Installing (updating) the following libraries for your Sagemaker
instance.

In [None]:
!pip install ..  # installing d2l
!pip install -U --pre mxnet-cu101mkl  # updating mxnet to at least v1.6


# BERT

We have introduced several word embedding models for natural language understanding.
After pretraining, the output can be thought of as a matrix
where each row is a vector that represents a word of a predefined vocabulary.
In fact, these word embedding models are all *context-independent*.
Let's begin by illustrating this property.


## From Context-Independent to Context-Sensitive

Recall the experiments in :numref:`sec_word2vec_gluon` and :numref:`sec_synonyms`.
For instance, word2vec and GloVe both assign the same pretrained vector to the same word regardless of the context of the word (if any).
Given the abundance of polysemy and complex semantics in natural languages,
context-independent representations have obvious limitations.
For instance, the word "crane" in contexts
"a crane is flying" and "a crane driver came" has completely different meanings;
thus, the same word may be assigned different representations depending on contexts.
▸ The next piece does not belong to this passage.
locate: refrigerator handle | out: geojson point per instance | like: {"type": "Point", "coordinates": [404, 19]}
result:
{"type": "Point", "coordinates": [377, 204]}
This motivates the development of *context-sensitive* word representations,
where the representation of words depend on their contexts.
For example, by taking the entire sequence as the input,
ELMo (Embeddings from Language Models) is a function that assigns a representation to each word from the input sequence :cite:`Peters.Neumann.Iyyer.ea.2018`.


Specifically, ELMo combines all the intermediate layer representations from pretrained bidirectional LSTM as the output representation.
Then the ELMo representation will be added to a downstream task's existing supervised model
as additional features, such as by concatenating ELMo representation and the original representation (e.g., GloVe) of tokens in the existing model.
On one hand,
all the weights in the pretrained bidirectional LSTM model are frozen after ELMo representations are added.
On the other hand,
the existing supervised model is task specific.
Leveraging different best models for different tasks at that time,
adding ELMo improved the state of the art across $6$ NLP tasks.


## From Task-Specific to Task-Agnostic

Although ELMo has significantly improved solutions to diverse NLP tasks,
each solution is still customized to each task.
However, it is practically non-trivial to craft a specific architecture for every NLP task.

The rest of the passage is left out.